Nos introdujo a toda una generación, ataviadas de leotardos y calentadores, a observar las mieles y los sinsabores de la gloria en Fama, a través de una escuela de aprendices de las artes buscando el ansiado salto hacia “broadhollywood”, quimera de vida para muchos. No hay mayor éxito que dar con la verdad interna, entendido desde entonces.
Nos advirtió sobre las drogas y su posesión o tráfico de manera brutal en Expreso de Medianoche, historia real de un norteamericano apresado en Turquía con hachís y sus penurias para salir de una cárcel inhumana. De estar a poco de enloquecer, escapó. La libertad real está en la conciencia, supe.
The wall, fue un estallido mudo de sentimientos para nada encontrados, todos desfilaban al mismo ritmo y a la par de las hordas animadas bajo la estridencia penetrante de Pink Floyd. Llevados, quedamos a querer fijar resistencia ante todo convencionalismo de cualquier índole. El mundo aplasta y no hay respiro. ¿Suena conocido? Sumando a Mississippi en llamas, la historia signa a la humanidad que no se deslastra de prejuicios.

Padecimiento crudo y rudo como pan diario.
La oscuridad, sus tensiones y tentaciones, las esclareció en El Corazón del Ángel, con un De Niro infernal que le seguía los pasos a quien desconocía su sombra. Nos dejó saber que nadie tiñe nada de luz mientras oscuro es el recuerdo. De maldiciones y bendiciones mal adquiridas nos libró el señor Parker con este trabajo magistral y muy criticado.
Antes, mucho antes, todas nos sentimos frenéticamente Melody, arrulladas por los Bee Gees, creyendo en lo pueril e inocente que era el amor. Algo tan sublime como un juego de niños. Ahí la pluma de Parker, novel guionista entonces, edulcoró en nuestra más temprana infancia, el amor de pareja. Sí Alan, primero debe existe el amor en uno, acepté a llantos. Los mismos que quizá le hicieron brindar Después del amor, tocando sus propias sentimientos y rupturas.

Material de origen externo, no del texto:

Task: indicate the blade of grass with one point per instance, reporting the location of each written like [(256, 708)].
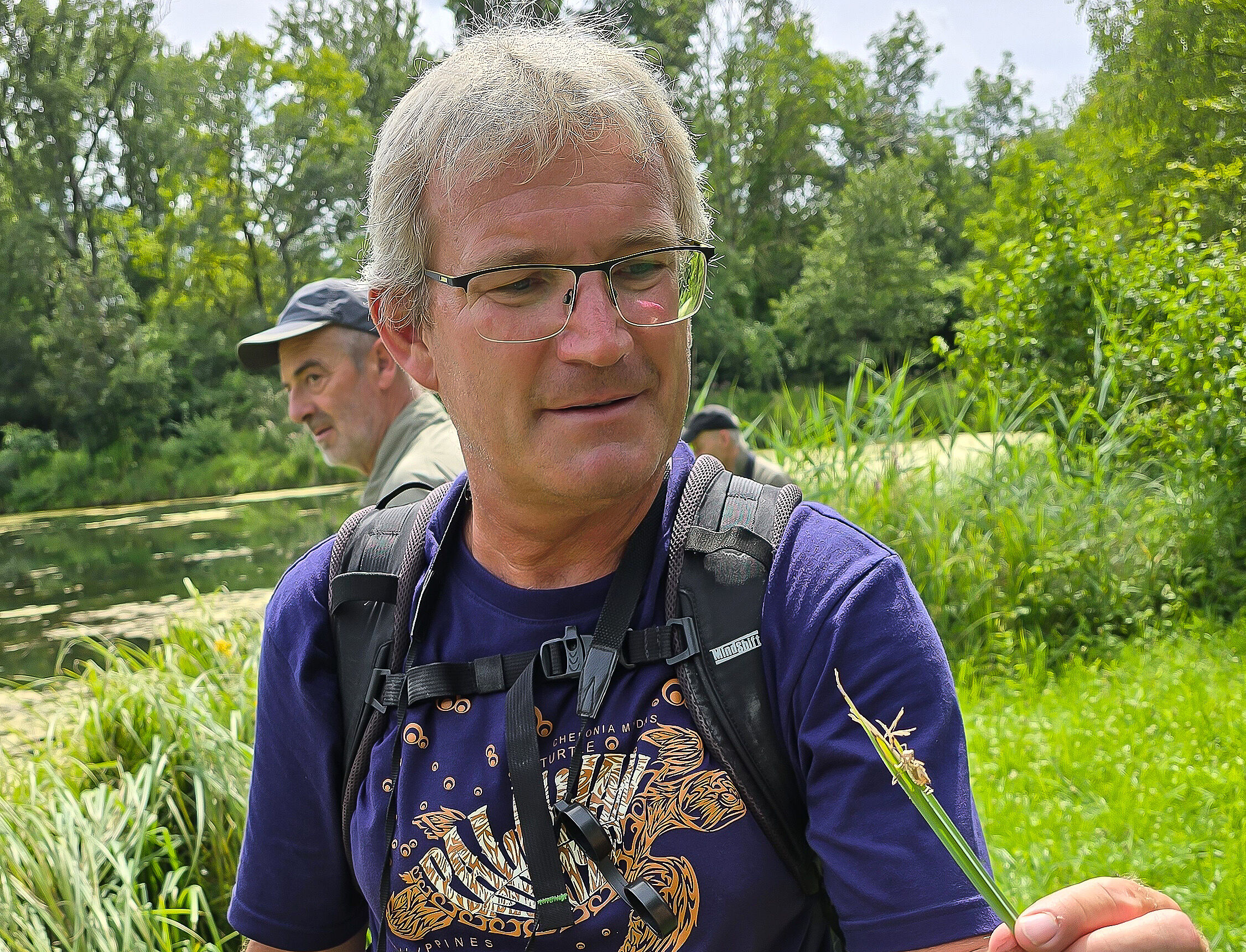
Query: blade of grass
[(911, 776)]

Cito estas películas porque de cierta forma me mueve tanto más lo que se experimenta. Lo visto, lo sentido, el incruste celular. Ese es lo que me produce certeza y confianza y este señor ayudó a forjarnos eso. Vuele alto señor Parker que usted tiene con qué, bien supo burlar a quienes todo critican y todo objetan. Eso también nos enseñó, hacer frente y no callar.
P.D.
A principios de los ochenta Fama, me arrancó las ganas de hacer un texto. Me pasearía por mis veinte, estudiando los primeros semestres de periodismo, cuando todo el delire producido lo expresé en un minúsculo artículo. Alguien muy cercano me conminó a escribir una pequeña crítica que se convirtió en mi primer artículo publicado en un medio impreso en el que desde entonces trabajaría por once años: El Diario de Caracas.